Among the 612 RIA firms surveyed by Financial Advisor magazine, more than one-third, 219, said they saw assets under management shrink last year. The average amount of firm assets per client fell 4.2% from $5.5 million to $5.27 million.
“Poor market conditions for the past two years [hurt],” says a principal at one firm in the survey. Other responses should remind advisors that their firms are always vulnerable to staffing and succession issues. One advisory with more than $2 billion in year-end total assets noted, that the “loss of a single senior advisor in 2015 negatively impacted [the firm’s] AUM by over $400 million.”
There are other suggestions, however, that the volatility and regulatory burdens borne by other channels are the registered investment advisor’s gain. The average number of client relationships rose more than 16%, to 946.67 in 2015 from 813.88 in 2014, as the very big firms continued to get bigger. The average number of employees at the firms, according to the survey, rose to 26.73 from 23.86.
“The local and national economy have played a large role in the growth of our business,” says a principal at one firm, “mostly because of the recent market volatility and the effect that has had on client emotions and willingness to move assets.”

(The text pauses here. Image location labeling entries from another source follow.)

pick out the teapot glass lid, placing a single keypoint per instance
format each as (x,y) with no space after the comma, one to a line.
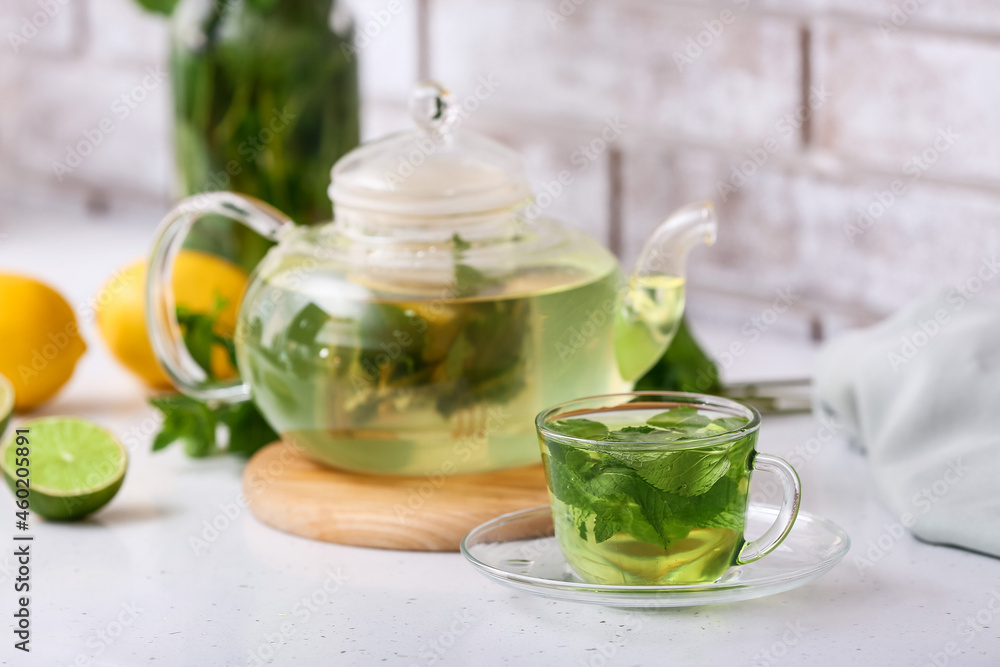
(436,169)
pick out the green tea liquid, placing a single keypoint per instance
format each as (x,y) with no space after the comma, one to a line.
(624,515)
(364,380)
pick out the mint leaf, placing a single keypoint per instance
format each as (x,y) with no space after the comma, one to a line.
(686,472)
(187,421)
(610,515)
(459,244)
(638,434)
(193,423)
(248,430)
(579,428)
(682,417)
(731,423)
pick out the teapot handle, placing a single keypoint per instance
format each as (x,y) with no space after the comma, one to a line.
(161,313)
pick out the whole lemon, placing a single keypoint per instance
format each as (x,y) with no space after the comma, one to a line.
(199,280)
(40,341)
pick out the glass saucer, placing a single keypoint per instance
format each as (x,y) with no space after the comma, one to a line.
(520,551)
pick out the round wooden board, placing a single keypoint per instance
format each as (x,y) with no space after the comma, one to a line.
(289,492)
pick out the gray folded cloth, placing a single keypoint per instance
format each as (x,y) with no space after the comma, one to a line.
(920,393)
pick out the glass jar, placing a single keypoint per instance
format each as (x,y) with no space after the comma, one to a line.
(265,100)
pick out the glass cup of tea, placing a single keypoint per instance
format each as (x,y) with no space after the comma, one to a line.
(650,488)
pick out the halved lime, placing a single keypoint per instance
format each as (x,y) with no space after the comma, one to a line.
(73,466)
(6,402)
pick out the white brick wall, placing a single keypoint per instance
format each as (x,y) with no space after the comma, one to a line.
(706,92)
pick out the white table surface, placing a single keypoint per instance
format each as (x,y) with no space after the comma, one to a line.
(127,588)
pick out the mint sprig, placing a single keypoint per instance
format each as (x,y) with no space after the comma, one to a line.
(656,496)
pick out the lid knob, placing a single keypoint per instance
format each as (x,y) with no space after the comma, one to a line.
(432,107)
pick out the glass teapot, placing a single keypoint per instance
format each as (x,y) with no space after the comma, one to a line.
(423,329)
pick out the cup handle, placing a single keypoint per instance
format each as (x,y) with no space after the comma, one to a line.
(161,314)
(789,509)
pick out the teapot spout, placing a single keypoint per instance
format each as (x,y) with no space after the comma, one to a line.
(665,253)
(653,304)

Technology plays a role in hindering growth as well. Says the principal at one firm with a little more than $200 million in assets: “The thing that has most hurt our firm in our aim to grow our asset base has been the building out of the infrastructure from scratch since we [are] such a young firm.”
But chaos, as the roguish character Littlefinger from Game of Thrones once noted, also creates a ladder and opportunity. One owner of a business with $25 million in assets in 2016 noted flatly: “Market volatility has helped.”
And the new DOL regs were seen by many not as hindrance but as validation—the stamp of approval for a fiduciary approach they were already taking. Says one advisor: “I believe we will benefit from the DOL policy because more clients will come to realize that their broker did not treat them as well as they thought.”
Some firms viewed the stagnant business environment as an opportunity to re-examine their business strategy and make some tactical shifts to invest in the future. Massey, Quick & Co. of Morristown, N.J., was established a decade ago as a high-end firm and grew quickly to $2 billion in assets under management, attracting clients with an average of $11 million at the firm, according to managing partner Joseph Belfatto.
But those types of clients typically gain their wealth via some sort of liquidity event, and since the Great Recession, there haven’t been as many initial public offerings or mergers and acquisitions. So Massey Quick dropped its $5 million minimum and decided to target the emerging affluent, reaching out to business owners, successful women and younger executives.